Antes de que chillen los Stefanonis, Fortunes (y fortunas), ministras españolísimamente ensombreradas, la izquierda marihuana y procaz, hay que decir de frente que quien  trepa por encima del derecho ajeno, así sea con referendos, votos, o masas alcoholizadas sin encéfalo, pierde también los suyos y que hay carta blanca en tierra de nadie, un juego a las escondidas sin restricciones ni vetos. Si la democracia ha muerto, vale. Se convoca jugadores al ruedo porque ya no queda ni la decencia para impedirlo. El premio depende no solo de inventiva sino también de valor. ¿Elegimos la sociedad medieval? Perfecto. Las reglas son otras entonces. Llanto afuera.

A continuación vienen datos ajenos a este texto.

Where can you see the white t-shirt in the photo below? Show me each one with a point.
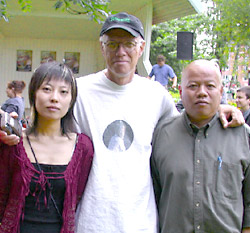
(119, 196)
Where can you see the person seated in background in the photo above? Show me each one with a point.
(163, 72)
(201, 171)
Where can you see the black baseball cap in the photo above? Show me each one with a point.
(124, 21)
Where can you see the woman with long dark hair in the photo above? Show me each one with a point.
(43, 177)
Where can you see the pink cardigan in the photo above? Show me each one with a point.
(16, 172)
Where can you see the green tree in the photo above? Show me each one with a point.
(164, 37)
(97, 10)
(222, 29)
(231, 32)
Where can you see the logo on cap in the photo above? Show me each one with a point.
(120, 20)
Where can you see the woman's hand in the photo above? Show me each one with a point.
(10, 140)
(230, 116)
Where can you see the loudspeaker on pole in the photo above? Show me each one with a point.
(185, 45)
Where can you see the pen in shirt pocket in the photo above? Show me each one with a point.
(220, 162)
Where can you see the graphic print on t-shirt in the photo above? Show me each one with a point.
(118, 136)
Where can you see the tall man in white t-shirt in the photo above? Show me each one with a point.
(119, 111)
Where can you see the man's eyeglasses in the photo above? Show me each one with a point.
(127, 45)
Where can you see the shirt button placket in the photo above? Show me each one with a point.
(197, 185)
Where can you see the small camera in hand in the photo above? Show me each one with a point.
(9, 124)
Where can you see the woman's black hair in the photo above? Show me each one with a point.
(46, 72)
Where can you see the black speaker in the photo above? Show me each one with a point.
(185, 45)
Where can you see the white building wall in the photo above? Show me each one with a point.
(90, 58)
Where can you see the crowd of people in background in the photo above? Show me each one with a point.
(48, 182)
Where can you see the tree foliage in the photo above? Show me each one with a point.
(164, 37)
(97, 10)
(224, 28)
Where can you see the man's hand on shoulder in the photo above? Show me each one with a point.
(230, 116)
(246, 230)
(10, 140)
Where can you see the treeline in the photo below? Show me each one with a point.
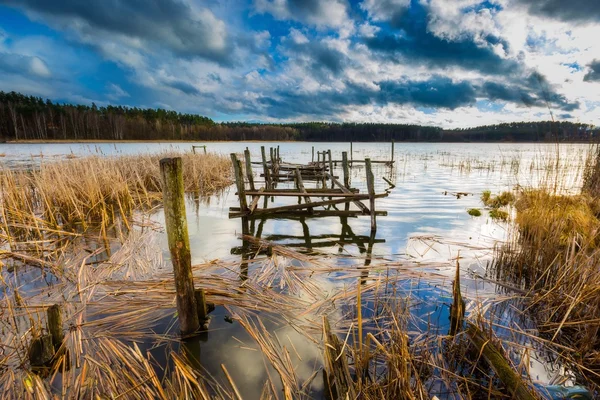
(33, 118)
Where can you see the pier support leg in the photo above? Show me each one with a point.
(371, 189)
(179, 244)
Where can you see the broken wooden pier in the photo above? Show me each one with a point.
(322, 199)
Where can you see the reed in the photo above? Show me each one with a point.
(94, 190)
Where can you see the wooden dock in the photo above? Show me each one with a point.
(321, 200)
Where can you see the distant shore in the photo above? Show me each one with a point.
(200, 142)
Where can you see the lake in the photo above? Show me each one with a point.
(427, 224)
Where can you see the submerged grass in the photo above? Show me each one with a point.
(95, 189)
(555, 257)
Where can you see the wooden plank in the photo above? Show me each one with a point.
(266, 171)
(234, 212)
(300, 184)
(239, 181)
(249, 173)
(255, 200)
(296, 193)
(345, 169)
(345, 190)
(179, 244)
(371, 189)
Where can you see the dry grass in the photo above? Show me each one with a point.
(554, 255)
(95, 189)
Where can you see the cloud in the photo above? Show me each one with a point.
(594, 74)
(23, 65)
(169, 24)
(330, 13)
(565, 10)
(385, 10)
(415, 43)
(183, 87)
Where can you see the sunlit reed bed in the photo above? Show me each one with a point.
(554, 256)
(95, 189)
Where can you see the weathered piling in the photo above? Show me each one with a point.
(330, 166)
(266, 170)
(249, 173)
(54, 316)
(239, 181)
(201, 306)
(371, 190)
(179, 244)
(345, 169)
(457, 310)
(497, 360)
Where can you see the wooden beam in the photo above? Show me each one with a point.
(179, 244)
(296, 193)
(239, 181)
(300, 185)
(249, 173)
(255, 200)
(345, 190)
(371, 190)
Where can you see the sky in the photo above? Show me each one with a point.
(448, 63)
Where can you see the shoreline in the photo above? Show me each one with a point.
(200, 142)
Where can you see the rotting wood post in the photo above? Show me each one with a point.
(249, 173)
(494, 356)
(200, 297)
(179, 243)
(457, 310)
(330, 167)
(54, 316)
(371, 189)
(239, 182)
(345, 169)
(266, 171)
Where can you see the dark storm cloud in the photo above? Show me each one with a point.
(170, 24)
(314, 12)
(437, 92)
(23, 65)
(412, 42)
(565, 10)
(594, 74)
(184, 87)
(320, 59)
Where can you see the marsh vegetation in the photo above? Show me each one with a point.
(86, 234)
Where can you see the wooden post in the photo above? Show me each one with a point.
(330, 167)
(239, 181)
(201, 305)
(179, 243)
(265, 168)
(249, 173)
(345, 168)
(371, 189)
(54, 317)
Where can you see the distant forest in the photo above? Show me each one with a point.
(33, 118)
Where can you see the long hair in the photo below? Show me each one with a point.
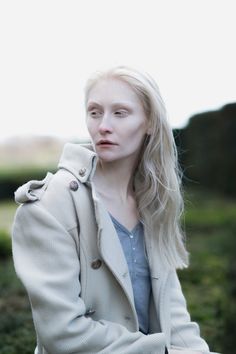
(157, 181)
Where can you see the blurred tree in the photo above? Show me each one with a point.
(207, 149)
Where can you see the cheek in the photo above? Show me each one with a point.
(91, 127)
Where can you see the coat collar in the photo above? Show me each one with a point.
(80, 160)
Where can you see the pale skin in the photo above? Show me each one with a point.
(118, 126)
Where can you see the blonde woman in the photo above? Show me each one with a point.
(98, 243)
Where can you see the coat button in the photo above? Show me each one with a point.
(96, 264)
(82, 171)
(74, 185)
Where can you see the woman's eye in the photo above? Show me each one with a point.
(121, 113)
(95, 114)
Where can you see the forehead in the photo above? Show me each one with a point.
(112, 90)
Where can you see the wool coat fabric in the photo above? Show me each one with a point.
(69, 258)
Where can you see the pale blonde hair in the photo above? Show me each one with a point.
(157, 181)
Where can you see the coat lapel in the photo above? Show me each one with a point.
(111, 249)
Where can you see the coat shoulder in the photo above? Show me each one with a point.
(54, 194)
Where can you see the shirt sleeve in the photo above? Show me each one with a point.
(46, 261)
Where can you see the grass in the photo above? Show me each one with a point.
(208, 284)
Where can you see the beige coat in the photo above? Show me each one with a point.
(68, 256)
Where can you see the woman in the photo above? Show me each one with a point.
(97, 244)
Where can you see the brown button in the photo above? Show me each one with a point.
(96, 264)
(82, 171)
(90, 312)
(74, 185)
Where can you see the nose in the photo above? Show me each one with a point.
(105, 125)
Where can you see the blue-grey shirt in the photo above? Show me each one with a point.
(134, 249)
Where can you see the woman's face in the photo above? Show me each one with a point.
(116, 120)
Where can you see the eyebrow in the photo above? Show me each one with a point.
(114, 105)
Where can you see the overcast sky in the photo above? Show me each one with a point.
(49, 48)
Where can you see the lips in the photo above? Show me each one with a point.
(105, 142)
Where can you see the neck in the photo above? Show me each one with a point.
(114, 179)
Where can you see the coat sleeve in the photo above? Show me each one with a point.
(47, 263)
(184, 332)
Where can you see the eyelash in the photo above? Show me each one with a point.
(119, 113)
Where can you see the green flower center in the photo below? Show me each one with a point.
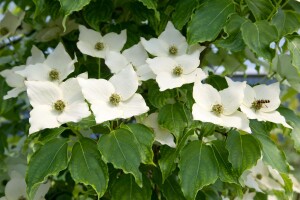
(4, 31)
(54, 75)
(59, 105)
(115, 99)
(99, 46)
(258, 104)
(177, 71)
(173, 50)
(217, 109)
(259, 176)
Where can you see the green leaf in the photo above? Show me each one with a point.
(183, 11)
(171, 189)
(271, 154)
(208, 20)
(294, 121)
(244, 151)
(294, 47)
(5, 105)
(50, 159)
(158, 98)
(198, 168)
(218, 82)
(286, 22)
(87, 167)
(68, 7)
(226, 174)
(282, 64)
(49, 134)
(98, 11)
(124, 188)
(168, 155)
(258, 37)
(234, 41)
(120, 149)
(151, 4)
(144, 138)
(175, 118)
(261, 9)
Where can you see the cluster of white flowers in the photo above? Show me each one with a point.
(57, 100)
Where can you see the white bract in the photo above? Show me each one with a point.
(9, 24)
(55, 68)
(115, 98)
(135, 56)
(94, 44)
(175, 72)
(220, 107)
(15, 80)
(54, 104)
(163, 136)
(170, 43)
(261, 102)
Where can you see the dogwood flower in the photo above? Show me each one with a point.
(15, 188)
(135, 56)
(175, 72)
(9, 24)
(15, 80)
(170, 43)
(220, 107)
(259, 178)
(261, 102)
(55, 68)
(115, 98)
(162, 135)
(54, 104)
(94, 44)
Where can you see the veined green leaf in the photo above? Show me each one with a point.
(271, 154)
(294, 121)
(50, 159)
(244, 151)
(294, 47)
(208, 20)
(175, 118)
(286, 22)
(120, 149)
(258, 37)
(183, 11)
(125, 188)
(226, 173)
(198, 168)
(144, 138)
(261, 9)
(87, 167)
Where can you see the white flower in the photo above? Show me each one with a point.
(170, 43)
(163, 136)
(9, 24)
(259, 178)
(175, 72)
(15, 80)
(15, 189)
(54, 104)
(135, 56)
(55, 68)
(115, 98)
(261, 102)
(220, 107)
(94, 44)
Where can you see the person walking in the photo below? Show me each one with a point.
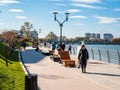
(63, 46)
(83, 56)
(69, 48)
(53, 47)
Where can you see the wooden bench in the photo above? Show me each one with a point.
(65, 59)
(55, 58)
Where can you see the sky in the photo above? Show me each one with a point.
(86, 16)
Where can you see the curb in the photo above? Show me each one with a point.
(22, 63)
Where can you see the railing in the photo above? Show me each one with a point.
(110, 56)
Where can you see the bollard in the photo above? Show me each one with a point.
(31, 82)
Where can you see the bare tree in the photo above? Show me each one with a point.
(10, 38)
(26, 28)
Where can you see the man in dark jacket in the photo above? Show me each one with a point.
(83, 57)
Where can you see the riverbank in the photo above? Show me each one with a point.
(54, 76)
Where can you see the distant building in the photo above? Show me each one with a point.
(92, 36)
(87, 35)
(97, 36)
(33, 35)
(108, 36)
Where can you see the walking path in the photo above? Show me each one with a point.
(53, 76)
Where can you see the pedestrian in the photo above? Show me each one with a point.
(69, 48)
(63, 46)
(83, 56)
(59, 47)
(53, 47)
(24, 44)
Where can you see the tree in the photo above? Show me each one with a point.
(26, 28)
(10, 38)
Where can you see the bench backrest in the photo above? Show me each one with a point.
(64, 55)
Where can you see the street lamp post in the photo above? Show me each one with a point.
(60, 24)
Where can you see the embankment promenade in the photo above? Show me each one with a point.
(54, 76)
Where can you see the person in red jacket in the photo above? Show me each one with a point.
(83, 56)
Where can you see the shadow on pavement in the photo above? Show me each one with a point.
(31, 56)
(106, 74)
(51, 76)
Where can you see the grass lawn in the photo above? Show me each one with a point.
(11, 76)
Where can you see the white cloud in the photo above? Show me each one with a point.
(57, 12)
(88, 1)
(73, 10)
(78, 17)
(2, 23)
(21, 17)
(16, 10)
(5, 2)
(88, 6)
(61, 4)
(117, 25)
(117, 9)
(80, 24)
(107, 20)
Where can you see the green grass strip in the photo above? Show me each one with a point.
(12, 77)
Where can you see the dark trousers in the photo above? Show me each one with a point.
(83, 65)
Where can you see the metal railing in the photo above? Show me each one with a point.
(110, 56)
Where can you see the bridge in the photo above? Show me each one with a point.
(54, 76)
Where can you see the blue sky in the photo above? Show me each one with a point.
(86, 16)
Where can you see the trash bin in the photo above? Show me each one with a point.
(31, 82)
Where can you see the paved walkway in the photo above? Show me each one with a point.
(54, 76)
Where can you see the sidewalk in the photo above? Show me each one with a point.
(54, 76)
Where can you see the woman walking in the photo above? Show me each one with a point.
(83, 57)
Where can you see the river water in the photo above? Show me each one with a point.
(106, 53)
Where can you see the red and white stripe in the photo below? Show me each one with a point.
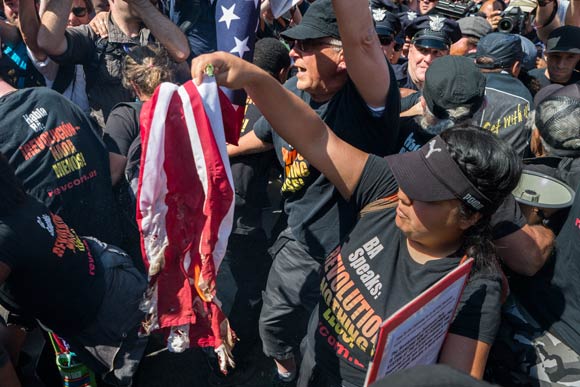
(185, 206)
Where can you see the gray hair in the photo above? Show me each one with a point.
(558, 121)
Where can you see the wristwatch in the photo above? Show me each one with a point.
(543, 3)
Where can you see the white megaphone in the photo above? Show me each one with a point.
(538, 190)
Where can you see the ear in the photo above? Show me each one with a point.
(465, 223)
(536, 143)
(341, 65)
(283, 74)
(137, 90)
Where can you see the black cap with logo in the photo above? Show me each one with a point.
(453, 81)
(433, 31)
(319, 21)
(430, 175)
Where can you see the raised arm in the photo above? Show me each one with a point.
(52, 26)
(247, 145)
(365, 61)
(29, 25)
(295, 121)
(465, 354)
(9, 32)
(163, 29)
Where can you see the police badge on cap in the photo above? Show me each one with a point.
(433, 31)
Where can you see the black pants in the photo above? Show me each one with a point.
(292, 291)
(240, 281)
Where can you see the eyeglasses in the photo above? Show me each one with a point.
(385, 40)
(79, 11)
(309, 45)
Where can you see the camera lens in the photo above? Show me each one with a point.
(505, 25)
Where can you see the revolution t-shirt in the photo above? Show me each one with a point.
(57, 154)
(54, 276)
(372, 275)
(317, 214)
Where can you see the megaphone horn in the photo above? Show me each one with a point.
(538, 190)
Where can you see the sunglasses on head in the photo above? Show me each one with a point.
(79, 11)
(385, 39)
(309, 45)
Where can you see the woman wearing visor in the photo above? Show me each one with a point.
(446, 193)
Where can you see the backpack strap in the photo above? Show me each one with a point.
(379, 204)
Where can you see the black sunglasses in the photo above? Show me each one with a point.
(385, 39)
(79, 11)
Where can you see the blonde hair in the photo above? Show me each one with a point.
(145, 67)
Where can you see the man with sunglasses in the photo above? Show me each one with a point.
(130, 23)
(80, 13)
(430, 38)
(343, 74)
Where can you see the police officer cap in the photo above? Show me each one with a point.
(385, 22)
(433, 31)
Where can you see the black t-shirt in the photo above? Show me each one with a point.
(540, 75)
(507, 111)
(250, 174)
(317, 214)
(372, 275)
(57, 154)
(54, 276)
(411, 135)
(552, 296)
(122, 127)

Veamos el caso venezolano y su Dreyfus local. Nunca he tenido simpatía por Leopoldo López, exceptuando su coraje al entregarse a las hordas rojorojitas. Pero la estupidez del gobierno (más bien la ambición y el miedo de perder tanto) ha barrido con legitimidad y legalidad convirtiéndolo en héroe. Lo odian pero tienen que protegerlo, porque si lo matan, se terminó. La oposición apuesta por prontas elecciones a la Asamblea, creyendo de manera falaz que por ahí va la cosa. El narco Diosdado Cabello no va a ceder ante ningún resultado. Se estaría condenando a muerte. Queda la guerra civil y dudo que haya otra opción. En escenario tal, ya fracasado el intento, y muchas veces la mentira, de la democracia, volvemos a que las reglas se borraron y el ciudadano está en justo derecho de poner un tiro, o dos, o cuatro, en la cabezota de Nicolás Maduro y la cáfila de asociados. Lo eligieron ellos, nadie los obligó.
Que fundan cetros e inventen heráldicas. Ya se ha visto en la historia repetidas veces y el fin siempre ha sido trágico. Asistamos al teatro de los dramaturgos de la violencia y que se levante el telón.